Which means the practical move, at any stage, is to build evidence of that skill on purpose, then point your applications where a rung exists at your height. The fall 2026 market report covers where the openings are growing. The first-24-hours data covers why timing matters more than volume once you have picked a target. hirecomb exists for that last step: it watches for new postings that match your stack, tailors and sends the application the morning a role opens, and tracks what comes back, so the hours you have go into the proof of judgment instead of the queue.
FAQ
Are startups better than big companies for new grad software engineers in 2026?
Statistically, no. SignalFire's June 2026 report has new-grad hiring down 76% at early-stage startups against 2019, worse than Big Tech's 65% decline, and new grads under 6% of startup hires. The structured entry programs that survive at banks and large fintechs are the most reliable bottom rung left. A startup can work for a new grad who arrives with a shipped project and a written account of the decisions in it, but there is no apprenticeship waiting.
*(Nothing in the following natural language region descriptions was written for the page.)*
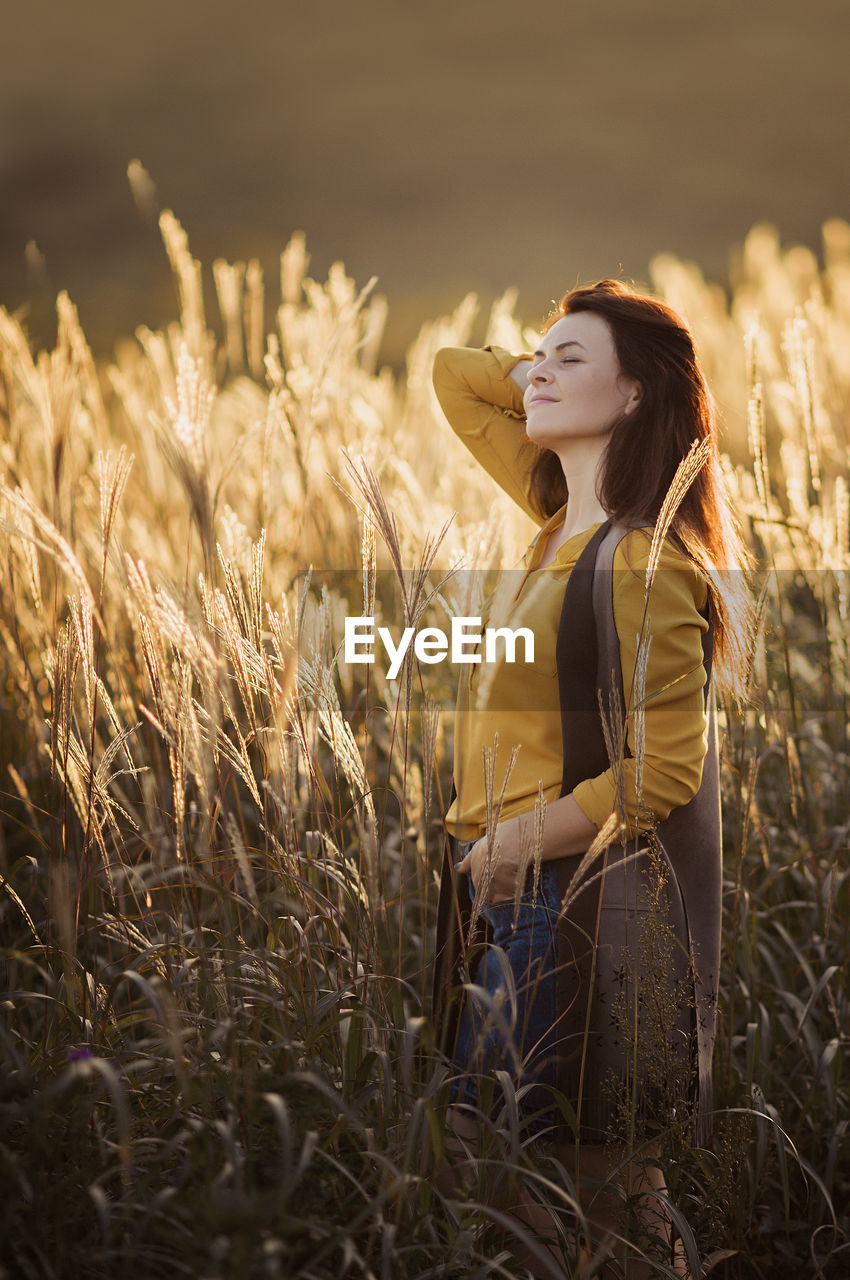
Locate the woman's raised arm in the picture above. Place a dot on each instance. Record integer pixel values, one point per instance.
(480, 392)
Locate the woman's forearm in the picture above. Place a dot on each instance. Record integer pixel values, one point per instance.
(566, 831)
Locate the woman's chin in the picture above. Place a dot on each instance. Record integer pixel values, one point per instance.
(543, 439)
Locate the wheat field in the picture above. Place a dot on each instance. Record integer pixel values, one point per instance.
(220, 844)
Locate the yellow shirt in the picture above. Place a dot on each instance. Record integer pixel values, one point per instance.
(520, 702)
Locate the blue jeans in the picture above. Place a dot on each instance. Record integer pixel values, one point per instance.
(508, 1016)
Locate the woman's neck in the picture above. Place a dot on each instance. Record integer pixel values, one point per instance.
(580, 462)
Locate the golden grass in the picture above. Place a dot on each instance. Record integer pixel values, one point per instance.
(218, 840)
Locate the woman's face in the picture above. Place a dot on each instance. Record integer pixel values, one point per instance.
(576, 388)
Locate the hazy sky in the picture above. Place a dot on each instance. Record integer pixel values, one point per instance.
(443, 146)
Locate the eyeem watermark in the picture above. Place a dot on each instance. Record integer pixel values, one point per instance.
(432, 644)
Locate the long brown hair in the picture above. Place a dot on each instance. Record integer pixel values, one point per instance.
(654, 347)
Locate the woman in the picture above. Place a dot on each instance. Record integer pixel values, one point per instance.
(612, 401)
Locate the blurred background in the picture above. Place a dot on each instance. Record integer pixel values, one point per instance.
(446, 146)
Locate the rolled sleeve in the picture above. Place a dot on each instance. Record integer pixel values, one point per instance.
(485, 411)
(676, 722)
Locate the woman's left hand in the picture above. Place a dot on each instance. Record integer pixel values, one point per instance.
(501, 886)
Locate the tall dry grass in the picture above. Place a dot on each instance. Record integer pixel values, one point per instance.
(219, 842)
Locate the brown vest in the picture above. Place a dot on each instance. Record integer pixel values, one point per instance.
(588, 661)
Is it safer to be a mid-level engineer at a startup or an enterprise right now?
Different risks, not a safer one. Enterprise mid-level seats are exposed to de-layering: Uber's 2026 restructuring cut employees seven or more layers below the CEO by 20% and halved its smallest teams, and that pattern is the shape of the year's Big Tech cuts. Startup mid-level seats are exposed to the company itself failing, with 74% of shutdowns at seed or earlier per Carta. Enterprise risk is losing the rung above you. Startup risk is losing the ladder.
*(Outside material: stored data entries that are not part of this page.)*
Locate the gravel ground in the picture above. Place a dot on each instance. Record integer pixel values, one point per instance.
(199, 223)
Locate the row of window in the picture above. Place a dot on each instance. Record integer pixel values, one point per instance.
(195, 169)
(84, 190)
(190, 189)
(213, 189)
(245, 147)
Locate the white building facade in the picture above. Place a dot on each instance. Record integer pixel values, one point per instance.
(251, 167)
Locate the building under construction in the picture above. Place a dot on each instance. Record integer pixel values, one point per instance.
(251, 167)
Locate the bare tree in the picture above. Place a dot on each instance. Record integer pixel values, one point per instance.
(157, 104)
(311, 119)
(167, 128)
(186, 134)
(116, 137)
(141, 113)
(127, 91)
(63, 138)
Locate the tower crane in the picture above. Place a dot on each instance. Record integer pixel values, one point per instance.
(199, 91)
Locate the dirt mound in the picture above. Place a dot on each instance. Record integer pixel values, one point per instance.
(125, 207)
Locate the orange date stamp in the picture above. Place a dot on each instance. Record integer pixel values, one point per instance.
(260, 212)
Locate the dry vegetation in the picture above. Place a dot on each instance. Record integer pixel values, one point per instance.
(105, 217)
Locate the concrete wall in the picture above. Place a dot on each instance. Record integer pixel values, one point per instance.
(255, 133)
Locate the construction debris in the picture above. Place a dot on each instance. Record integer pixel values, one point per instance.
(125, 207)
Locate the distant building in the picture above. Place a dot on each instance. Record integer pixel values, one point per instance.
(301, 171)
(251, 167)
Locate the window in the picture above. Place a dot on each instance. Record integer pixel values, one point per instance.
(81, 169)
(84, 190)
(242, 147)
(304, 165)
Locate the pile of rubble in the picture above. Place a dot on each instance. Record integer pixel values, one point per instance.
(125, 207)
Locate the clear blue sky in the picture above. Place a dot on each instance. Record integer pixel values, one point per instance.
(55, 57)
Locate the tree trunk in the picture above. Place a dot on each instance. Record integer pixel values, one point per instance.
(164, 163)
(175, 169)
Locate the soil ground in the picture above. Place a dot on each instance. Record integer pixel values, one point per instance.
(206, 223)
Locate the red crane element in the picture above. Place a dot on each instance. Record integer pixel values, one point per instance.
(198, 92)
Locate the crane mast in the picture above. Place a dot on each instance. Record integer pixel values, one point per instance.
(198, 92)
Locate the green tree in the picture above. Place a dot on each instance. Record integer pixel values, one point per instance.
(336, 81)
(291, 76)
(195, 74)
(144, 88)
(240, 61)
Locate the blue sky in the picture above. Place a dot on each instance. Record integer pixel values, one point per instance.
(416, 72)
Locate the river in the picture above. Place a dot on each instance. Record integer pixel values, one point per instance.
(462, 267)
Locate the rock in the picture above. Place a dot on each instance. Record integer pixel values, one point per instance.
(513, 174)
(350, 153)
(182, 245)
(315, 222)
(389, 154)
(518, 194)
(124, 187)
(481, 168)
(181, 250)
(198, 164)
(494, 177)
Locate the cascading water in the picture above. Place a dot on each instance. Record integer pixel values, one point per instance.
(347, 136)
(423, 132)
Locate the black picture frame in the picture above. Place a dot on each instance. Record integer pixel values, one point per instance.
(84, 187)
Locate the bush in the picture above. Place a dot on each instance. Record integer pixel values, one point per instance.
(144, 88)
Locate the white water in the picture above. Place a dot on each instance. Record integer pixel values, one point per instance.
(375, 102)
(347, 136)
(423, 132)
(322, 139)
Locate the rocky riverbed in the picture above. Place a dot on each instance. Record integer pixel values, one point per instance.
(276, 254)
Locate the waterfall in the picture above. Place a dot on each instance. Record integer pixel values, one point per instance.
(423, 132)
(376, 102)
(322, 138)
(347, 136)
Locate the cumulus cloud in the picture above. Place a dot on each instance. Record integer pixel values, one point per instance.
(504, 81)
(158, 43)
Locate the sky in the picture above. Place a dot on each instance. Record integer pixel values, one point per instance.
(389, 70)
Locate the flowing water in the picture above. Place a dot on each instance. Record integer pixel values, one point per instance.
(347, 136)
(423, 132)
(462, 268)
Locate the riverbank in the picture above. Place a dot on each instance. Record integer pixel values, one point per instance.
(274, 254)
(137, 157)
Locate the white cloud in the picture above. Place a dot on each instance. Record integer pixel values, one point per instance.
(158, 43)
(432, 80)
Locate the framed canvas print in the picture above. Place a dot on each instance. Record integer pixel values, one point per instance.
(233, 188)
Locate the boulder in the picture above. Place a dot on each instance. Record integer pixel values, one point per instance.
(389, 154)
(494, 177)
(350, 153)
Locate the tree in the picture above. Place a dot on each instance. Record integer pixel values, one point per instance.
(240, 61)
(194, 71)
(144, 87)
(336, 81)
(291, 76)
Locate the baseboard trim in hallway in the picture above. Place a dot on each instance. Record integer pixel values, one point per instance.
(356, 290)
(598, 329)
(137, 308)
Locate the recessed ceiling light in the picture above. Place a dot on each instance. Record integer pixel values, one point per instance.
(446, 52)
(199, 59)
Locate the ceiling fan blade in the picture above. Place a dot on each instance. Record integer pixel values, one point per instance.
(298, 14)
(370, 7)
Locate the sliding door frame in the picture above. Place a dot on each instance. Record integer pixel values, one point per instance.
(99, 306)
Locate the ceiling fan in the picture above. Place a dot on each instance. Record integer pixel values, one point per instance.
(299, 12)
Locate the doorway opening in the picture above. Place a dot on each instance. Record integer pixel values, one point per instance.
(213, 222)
Does AI make small engineering teams more competitive than large ones?
At the level of output per engineer, yes, and the market data reflects it: startup engineering hiring is up 7% from 2019 while Big Tech's is down 11%, and companies like Cursor's maker reached billions in annualized revenue with a few hundred people. The advantage is leverage per engineer, which is largest when there are no review layers between the engineer and the system. It is not an advantage for the engineer who still needs those layers to learn from.
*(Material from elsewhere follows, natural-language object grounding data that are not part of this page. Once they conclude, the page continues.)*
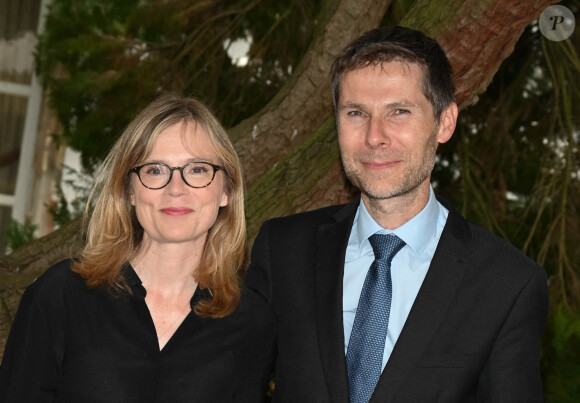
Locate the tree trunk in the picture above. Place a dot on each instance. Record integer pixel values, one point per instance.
(288, 150)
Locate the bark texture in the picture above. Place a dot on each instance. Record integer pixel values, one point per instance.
(289, 149)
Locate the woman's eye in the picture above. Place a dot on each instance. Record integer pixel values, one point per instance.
(198, 170)
(154, 170)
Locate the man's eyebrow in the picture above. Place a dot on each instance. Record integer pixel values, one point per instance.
(390, 105)
(400, 104)
(353, 105)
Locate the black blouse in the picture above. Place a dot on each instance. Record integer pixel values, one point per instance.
(72, 344)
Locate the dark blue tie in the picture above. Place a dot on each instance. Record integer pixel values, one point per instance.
(364, 357)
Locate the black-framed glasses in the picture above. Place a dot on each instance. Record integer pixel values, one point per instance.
(157, 175)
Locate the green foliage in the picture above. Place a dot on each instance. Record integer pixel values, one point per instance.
(561, 356)
(18, 234)
(513, 163)
(102, 61)
(64, 211)
(513, 167)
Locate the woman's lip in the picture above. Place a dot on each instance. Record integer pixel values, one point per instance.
(176, 211)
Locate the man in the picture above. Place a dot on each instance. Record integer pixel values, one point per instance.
(396, 297)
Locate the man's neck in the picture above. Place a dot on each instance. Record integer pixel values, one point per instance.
(393, 212)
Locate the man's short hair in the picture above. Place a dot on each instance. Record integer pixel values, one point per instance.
(388, 44)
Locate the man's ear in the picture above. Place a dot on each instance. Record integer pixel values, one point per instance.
(447, 123)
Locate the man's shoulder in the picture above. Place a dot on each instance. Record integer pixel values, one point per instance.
(314, 218)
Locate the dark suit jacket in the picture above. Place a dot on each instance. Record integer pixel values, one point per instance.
(473, 332)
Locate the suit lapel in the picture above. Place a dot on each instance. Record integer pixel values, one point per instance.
(432, 302)
(331, 242)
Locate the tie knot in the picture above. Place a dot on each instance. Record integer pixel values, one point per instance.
(385, 246)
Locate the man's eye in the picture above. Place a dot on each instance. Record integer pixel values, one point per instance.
(355, 113)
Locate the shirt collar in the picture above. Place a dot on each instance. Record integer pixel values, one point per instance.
(416, 232)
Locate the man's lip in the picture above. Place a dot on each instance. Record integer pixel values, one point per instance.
(380, 164)
(176, 211)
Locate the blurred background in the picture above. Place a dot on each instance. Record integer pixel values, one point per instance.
(73, 73)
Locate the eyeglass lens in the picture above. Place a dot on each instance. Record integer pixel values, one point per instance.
(158, 175)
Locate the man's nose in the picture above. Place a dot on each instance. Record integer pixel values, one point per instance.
(377, 133)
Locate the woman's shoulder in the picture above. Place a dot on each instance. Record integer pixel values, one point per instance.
(57, 278)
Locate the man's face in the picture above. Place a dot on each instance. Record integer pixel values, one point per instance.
(386, 129)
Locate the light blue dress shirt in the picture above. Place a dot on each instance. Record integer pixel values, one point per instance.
(408, 268)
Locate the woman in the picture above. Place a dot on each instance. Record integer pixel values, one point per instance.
(153, 310)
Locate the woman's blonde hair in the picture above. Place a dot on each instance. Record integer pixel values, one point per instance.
(114, 233)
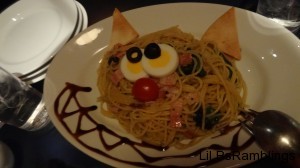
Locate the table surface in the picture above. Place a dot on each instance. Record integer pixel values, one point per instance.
(47, 148)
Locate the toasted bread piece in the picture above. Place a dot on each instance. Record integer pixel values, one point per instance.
(224, 33)
(122, 31)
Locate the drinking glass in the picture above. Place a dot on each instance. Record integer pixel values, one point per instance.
(284, 12)
(21, 105)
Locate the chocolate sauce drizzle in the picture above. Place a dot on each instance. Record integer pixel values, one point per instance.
(72, 90)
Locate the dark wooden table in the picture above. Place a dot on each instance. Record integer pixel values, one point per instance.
(47, 148)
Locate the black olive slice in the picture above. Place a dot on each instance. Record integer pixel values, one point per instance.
(134, 54)
(152, 51)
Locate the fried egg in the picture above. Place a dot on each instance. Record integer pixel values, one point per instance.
(163, 65)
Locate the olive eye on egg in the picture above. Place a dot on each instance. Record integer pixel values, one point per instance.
(152, 51)
(134, 54)
(131, 65)
(165, 64)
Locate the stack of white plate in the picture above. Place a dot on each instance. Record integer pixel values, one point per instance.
(33, 31)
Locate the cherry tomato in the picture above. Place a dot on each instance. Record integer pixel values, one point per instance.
(145, 89)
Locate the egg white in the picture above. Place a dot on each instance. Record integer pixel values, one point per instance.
(130, 75)
(165, 67)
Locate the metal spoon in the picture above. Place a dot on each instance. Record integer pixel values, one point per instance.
(274, 131)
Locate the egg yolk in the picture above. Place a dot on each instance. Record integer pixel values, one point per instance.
(134, 67)
(161, 61)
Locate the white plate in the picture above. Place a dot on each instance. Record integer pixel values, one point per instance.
(84, 15)
(79, 20)
(270, 65)
(31, 31)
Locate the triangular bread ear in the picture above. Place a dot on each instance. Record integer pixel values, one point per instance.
(122, 31)
(224, 33)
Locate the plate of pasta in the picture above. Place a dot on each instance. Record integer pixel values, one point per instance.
(167, 97)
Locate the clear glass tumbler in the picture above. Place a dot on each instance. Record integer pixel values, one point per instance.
(284, 12)
(21, 105)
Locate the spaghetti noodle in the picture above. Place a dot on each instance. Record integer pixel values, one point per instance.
(208, 91)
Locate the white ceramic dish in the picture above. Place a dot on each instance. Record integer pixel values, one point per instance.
(80, 19)
(84, 15)
(32, 31)
(270, 65)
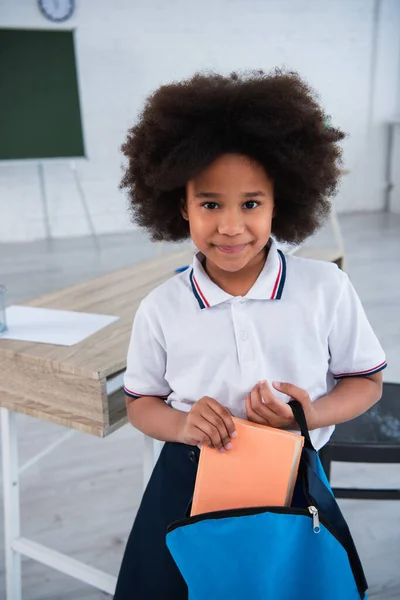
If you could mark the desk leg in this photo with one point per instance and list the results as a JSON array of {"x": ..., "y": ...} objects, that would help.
[{"x": 11, "y": 502}]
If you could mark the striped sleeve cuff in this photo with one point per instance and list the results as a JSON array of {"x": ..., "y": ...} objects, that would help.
[
  {"x": 372, "y": 371},
  {"x": 136, "y": 395}
]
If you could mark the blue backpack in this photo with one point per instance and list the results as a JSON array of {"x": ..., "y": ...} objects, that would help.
[{"x": 301, "y": 552}]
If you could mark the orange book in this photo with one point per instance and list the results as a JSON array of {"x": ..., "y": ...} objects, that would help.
[{"x": 259, "y": 470}]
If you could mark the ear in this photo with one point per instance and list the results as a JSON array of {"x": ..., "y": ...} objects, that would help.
[{"x": 184, "y": 210}]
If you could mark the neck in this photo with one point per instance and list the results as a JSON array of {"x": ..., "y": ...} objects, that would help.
[{"x": 240, "y": 282}]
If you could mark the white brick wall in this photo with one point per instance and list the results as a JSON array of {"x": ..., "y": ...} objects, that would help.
[{"x": 349, "y": 50}]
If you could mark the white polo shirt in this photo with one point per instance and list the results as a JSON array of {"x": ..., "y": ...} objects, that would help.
[{"x": 301, "y": 322}]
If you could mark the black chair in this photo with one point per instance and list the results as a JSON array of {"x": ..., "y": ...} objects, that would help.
[{"x": 374, "y": 437}]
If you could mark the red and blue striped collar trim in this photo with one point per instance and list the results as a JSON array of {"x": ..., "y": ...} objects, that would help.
[
  {"x": 280, "y": 278},
  {"x": 276, "y": 293},
  {"x": 136, "y": 395},
  {"x": 372, "y": 371},
  {"x": 201, "y": 299}
]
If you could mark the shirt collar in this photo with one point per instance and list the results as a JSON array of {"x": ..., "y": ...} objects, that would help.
[{"x": 269, "y": 284}]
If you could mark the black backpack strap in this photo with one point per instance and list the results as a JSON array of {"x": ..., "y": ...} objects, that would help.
[{"x": 301, "y": 421}]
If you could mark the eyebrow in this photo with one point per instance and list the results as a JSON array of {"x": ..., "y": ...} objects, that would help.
[{"x": 215, "y": 195}]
What skill matters most for engineers on either career path in the AI era?
Judgment: scoping an ambiguous problem, directing AI tools to a working solution, and being able to vouch for the result in production. Stanford's ADP data shows experienced workers in AI-exposed jobs with no employment gap while 22-to-25-year-olds show a 19% one, which is the same skill measured from the outside. Build evidence of it deliberately: real systems, real decisions, written up.
The honest summary: AI removed the bottom rung from both ladders, is removing middle rungs from the enterprise one, and made the startup one wider at every height that remains. New grads should take the structured programs that still exist. Mid-level engineers should take the scope while it is being handed out. Senior engineers can pick either and should read the reorg map before they do. Nobody should join a company for its ladder.
Sources: SignalFire, State of Tech Talent Report (June 22, 2026), trailing-12-month hiring versus 2019 for Big Tech and early-stage startups; Stanford Digital Economy Lab, "Canaries in the Coal Mine" update (August 12, 2026), ADP payroll data on 22-to-25-year-olds in AI-exposed occupations; Uber restructuring memo as reported in the 2026 tech layoff trackers (Yahoo Tech, TechCrunch); Oracle FY2026 annual filing (June 2026) and Q1 2026 layoff tallies; Carta startup shutdown data (2024 to 2025); Cursor annualized revenue and headcount via TechCrunch and the company's November 2025 funding announcement.